Abbigliamento dei 3 eroi: Tommaso sfoggiava degli elegantissimi pantaloncini alla zuava frutto di bottino di guerriglia in Guinea Bissau, canotta della salute e capellino dei barbudos cubani.
Il conte max scarpette da running frutto di peculato, zainetto da 8 litri riempito come fosse da 16, e cappellino delle giovani marmotte.
Shaggy/ale calzava delle pedule da avvicinamento sfondate, pantaloncini con le pezze e un giubbetto in gorotex dono di una sua zia ricca, peraltro incontrata nei pressi del Cauriol.
Partenza ore 20.35 dalla Panorotta, sfruttando il fattore campo i nostri scelgono di aggirare basso il Fravort e spuntano in testa all'omonima forcella, conservando il vantaggio fino al Passo del Lago.

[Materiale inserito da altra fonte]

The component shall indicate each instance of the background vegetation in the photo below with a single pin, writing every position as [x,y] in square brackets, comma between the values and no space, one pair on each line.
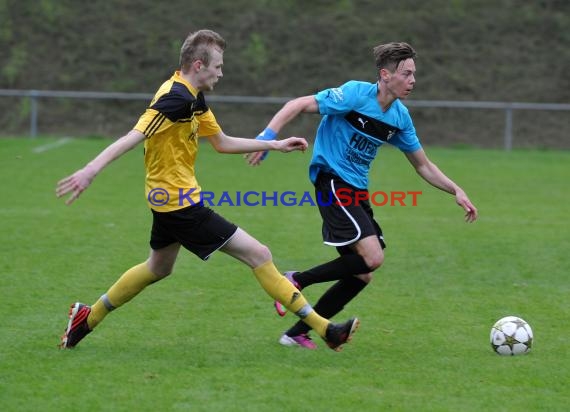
[504,50]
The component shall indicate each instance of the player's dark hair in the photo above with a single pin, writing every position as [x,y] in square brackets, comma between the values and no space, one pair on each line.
[388,56]
[197,47]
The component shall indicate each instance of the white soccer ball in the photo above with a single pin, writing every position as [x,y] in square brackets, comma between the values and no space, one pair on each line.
[511,335]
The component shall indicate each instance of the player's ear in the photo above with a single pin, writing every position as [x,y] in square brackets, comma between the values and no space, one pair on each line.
[197,65]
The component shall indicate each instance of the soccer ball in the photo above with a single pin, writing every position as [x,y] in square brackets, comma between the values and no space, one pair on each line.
[511,336]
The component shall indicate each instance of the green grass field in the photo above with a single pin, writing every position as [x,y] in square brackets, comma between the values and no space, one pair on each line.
[205,339]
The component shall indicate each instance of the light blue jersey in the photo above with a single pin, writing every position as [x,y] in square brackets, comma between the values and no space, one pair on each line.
[352,129]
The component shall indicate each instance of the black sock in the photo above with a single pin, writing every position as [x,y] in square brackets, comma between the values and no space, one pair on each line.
[332,302]
[344,266]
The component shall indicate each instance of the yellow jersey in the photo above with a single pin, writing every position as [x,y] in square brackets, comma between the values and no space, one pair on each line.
[176,117]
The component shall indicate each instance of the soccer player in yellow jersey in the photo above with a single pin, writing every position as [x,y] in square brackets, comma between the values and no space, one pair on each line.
[170,127]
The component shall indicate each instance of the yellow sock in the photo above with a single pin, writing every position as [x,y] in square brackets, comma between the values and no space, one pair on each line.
[279,288]
[130,284]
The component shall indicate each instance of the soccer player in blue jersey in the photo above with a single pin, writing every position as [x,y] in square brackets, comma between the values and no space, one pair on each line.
[170,129]
[357,119]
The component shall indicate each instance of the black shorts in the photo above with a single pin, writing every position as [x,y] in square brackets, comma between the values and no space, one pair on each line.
[197,228]
[344,221]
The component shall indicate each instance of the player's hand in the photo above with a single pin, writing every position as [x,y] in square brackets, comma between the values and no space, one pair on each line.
[75,184]
[462,200]
[255,158]
[292,143]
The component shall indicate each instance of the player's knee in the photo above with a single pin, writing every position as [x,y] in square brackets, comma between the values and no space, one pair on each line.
[366,277]
[261,253]
[374,261]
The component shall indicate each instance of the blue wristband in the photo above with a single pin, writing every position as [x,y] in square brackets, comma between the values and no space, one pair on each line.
[267,134]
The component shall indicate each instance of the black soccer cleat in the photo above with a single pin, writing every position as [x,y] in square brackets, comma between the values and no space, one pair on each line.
[77,327]
[339,334]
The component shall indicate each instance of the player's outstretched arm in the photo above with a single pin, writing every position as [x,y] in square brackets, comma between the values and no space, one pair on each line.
[229,144]
[291,109]
[82,178]
[434,176]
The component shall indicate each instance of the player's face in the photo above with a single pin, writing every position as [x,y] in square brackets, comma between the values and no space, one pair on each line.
[400,83]
[209,75]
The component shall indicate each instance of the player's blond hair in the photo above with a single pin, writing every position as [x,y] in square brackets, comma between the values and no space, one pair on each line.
[388,56]
[197,46]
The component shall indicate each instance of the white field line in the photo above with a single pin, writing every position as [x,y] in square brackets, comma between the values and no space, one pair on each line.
[54,145]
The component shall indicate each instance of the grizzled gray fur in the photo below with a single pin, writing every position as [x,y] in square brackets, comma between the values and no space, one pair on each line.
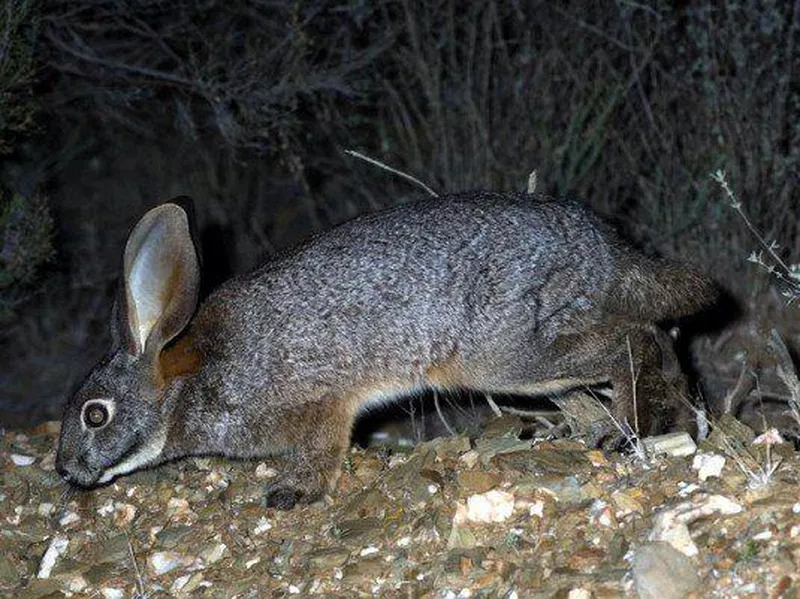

Vistisi poi superati, i 3 ingranano un ritmo forsennato di 5 km/h, che comporterebbe la chiusura del giro in 16 ore ma, nella realtà dei fatti, in grado di massacrarli già al Manghenetti.
Si correva a briglia sciolta, ma di sciolta non vi era solo la briglia, Ale infatti accusa la prima durissima (anzi mollissima) crisi, e si rifugia brevemente prima nell'oscurità e quindi nel caldo bivacco Manghenetti occupato da merenderos vicentini intenti a gozzovigliare con vino birra e gatti arrosto.
Bianco come un fantasma si trascina ectoplasmandosi fino al Manghen dove giungono poco prima delle 3.
Max felicemente scopriva una scorta omaggio di carbogel gentilmente donati dai primi ritiri, sostanza dalla quale è dipendente (attualmente è in cura al Sert)
Era quindi la volta di una nuova crisi, meno radicale, ma assai più duratura, questa volta di Tom. Crisi sfociata in stizza, acredine e financo minaccia a mano armata verso i volontari della SAT rei di aver posizionato delle indicazioni temporali riguardanti il Cauriol totalmente randomizzate.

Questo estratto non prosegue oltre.